Section IV. U.S. Government Policy
The U.S. Government discusses religious freedom issues with the Government in the context of its overall dialog and policy of promoting human rights. The U.S. Embassy regularly emphasizes the importance of tolerance in its public statements and in meetings with government officials and members of civil society.
During the period covered by this report, Embassy officials met with leaders of a wide range of Islamic organizations to hear their perspectives on issues facing the country, such as AIDS, underage marriages, and female genital mutilation, and to foster broader understanding. Embassy officials also met with key Muslim leaders regarding the U.S. military operations in Iraq, in an effort to lessen any potential anti-Christian or anti-Western reactions.

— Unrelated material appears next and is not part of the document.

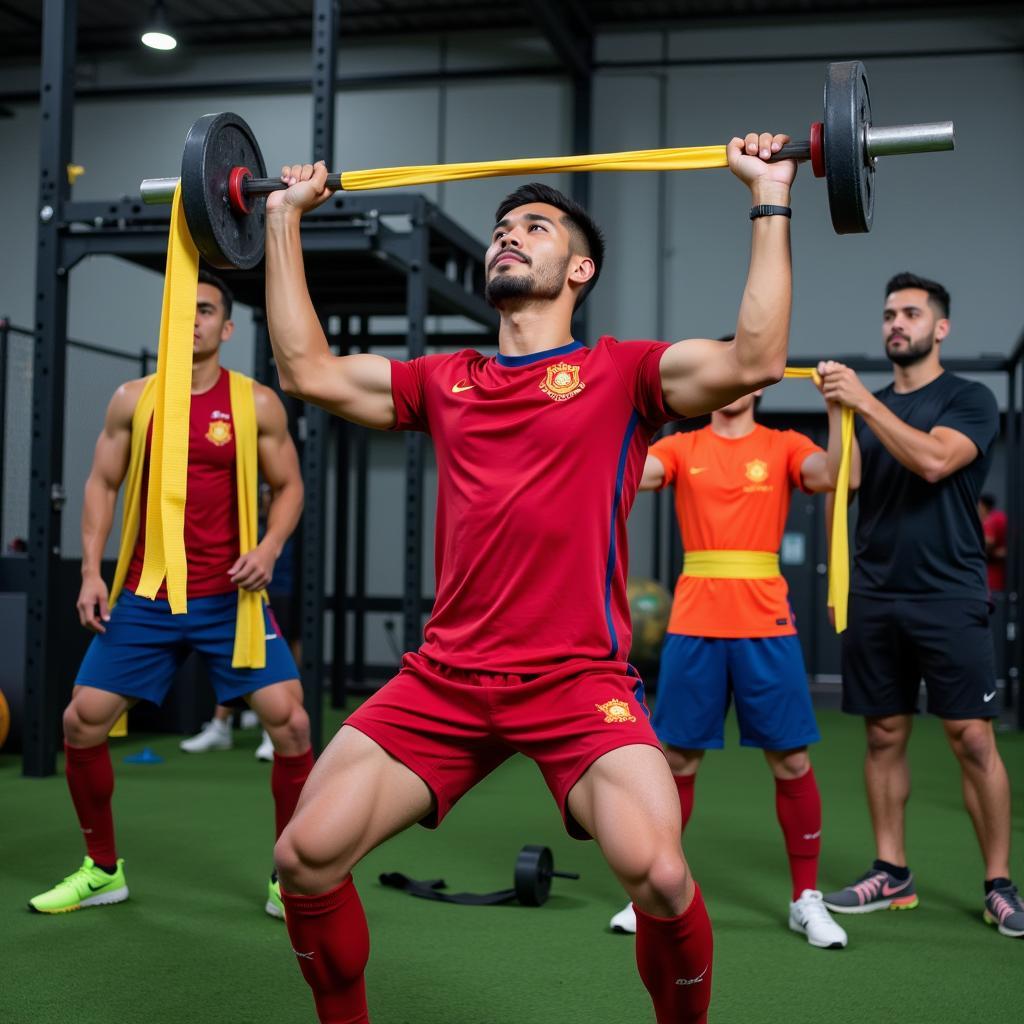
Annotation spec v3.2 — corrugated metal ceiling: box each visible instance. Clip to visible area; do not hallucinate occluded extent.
[0,0,1021,57]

The U.S. Embassy maintains good relationships with minority religious groups, most of which are long-term resident missionaries and well-known members of the American community. Embassy officials also have contact with the Catholic mission, the Baha'i community, and Islamic organizations.
In response to the incidents of November 2000 (see Section III), U.S. Embassy officials immediately met with the missionary victims and senior government, police, and regional military officials in Maradi. The U.S. Ambassador and Deputy Chief of Mission traveled to Maradi during the period covered by this report to demonstrate the U.S. Embassy's ongoing attention to religious freedom and tolerance.